In [None]:
# default_exp gym

<IPython.core.display.Javascript object>

# gym
> A `Gym` enviroment for teaching truth and conseqences

In [None]:
# hide
from nbdev.showdoc import *

%load_ext nb_black
%matplotlib inline
%config InlineBackend.figure_format='retina'
%config IPCompleter.greedy=True

The nb_black extension is already loaded. To reload it, use:
  %reload_ext nb_black


<IPython.core.display.Javascript object>

In [None]:
# export
import numpy as np
import gym

from copy import deepcopy
from gym import spaces
from gym.utils import seeding
from itertools import cycle

from truthiness.game import create_maze
from truthiness.game import shame_game
from truthiness.game import plain_game
from truthiness.game import available_moves
from truthiness.game import random_move

# Gym is annoying these days...
import warnings

warnings.filterwarnings("ignore")

<IPython.core.display.Javascript object>

# the base
First we define a `Base` game class.
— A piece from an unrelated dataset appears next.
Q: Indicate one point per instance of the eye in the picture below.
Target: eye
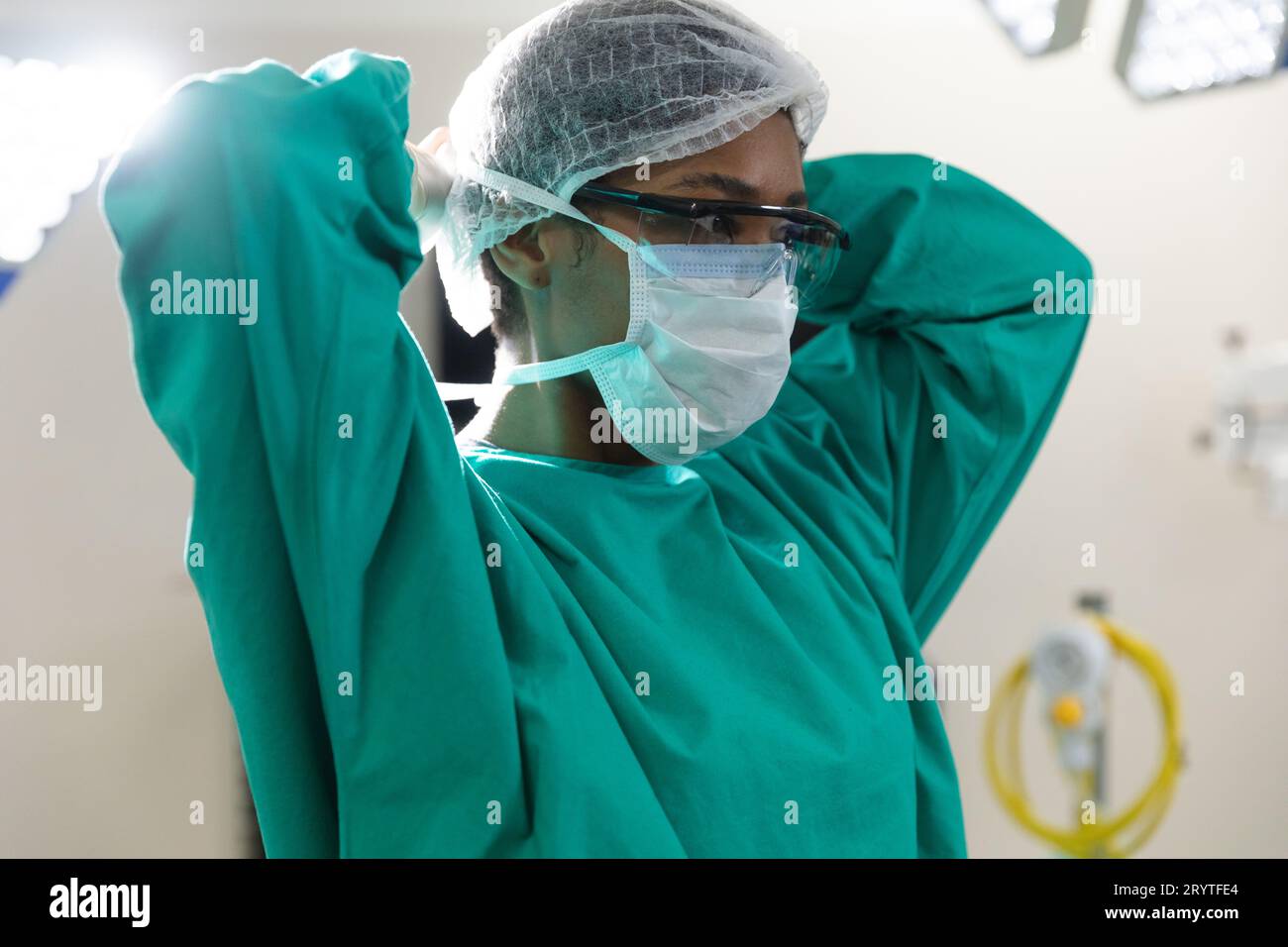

It has methods that are common between all the games we will want to play. 

In [None]:
# export
class Base(gym.Env):
    def moves(self):
        """Return all available moves"""
        # Get all the moves then filter for moves that
        # have already been played
        candidates = available_moves(self.x, self.y, self.maze)

        available = []
        for a in candidates:
            if a not in self.move_history:
                available.append(a)

        return available

    def set_maze(self, maze):
        self.maze = maze

    def render(self, mode="human", close=False):
        pass

<IPython.core.display.Javascript object>

# the shame game env
The details of this game are described in the `game` file. This module exists only to put the games described there into a [gym](https://github.com/openai/gym) environment, and then do some simple testing.

In [None]:
# export
class ShameGame1(Base):
    """A one-sided game of learning and shame"""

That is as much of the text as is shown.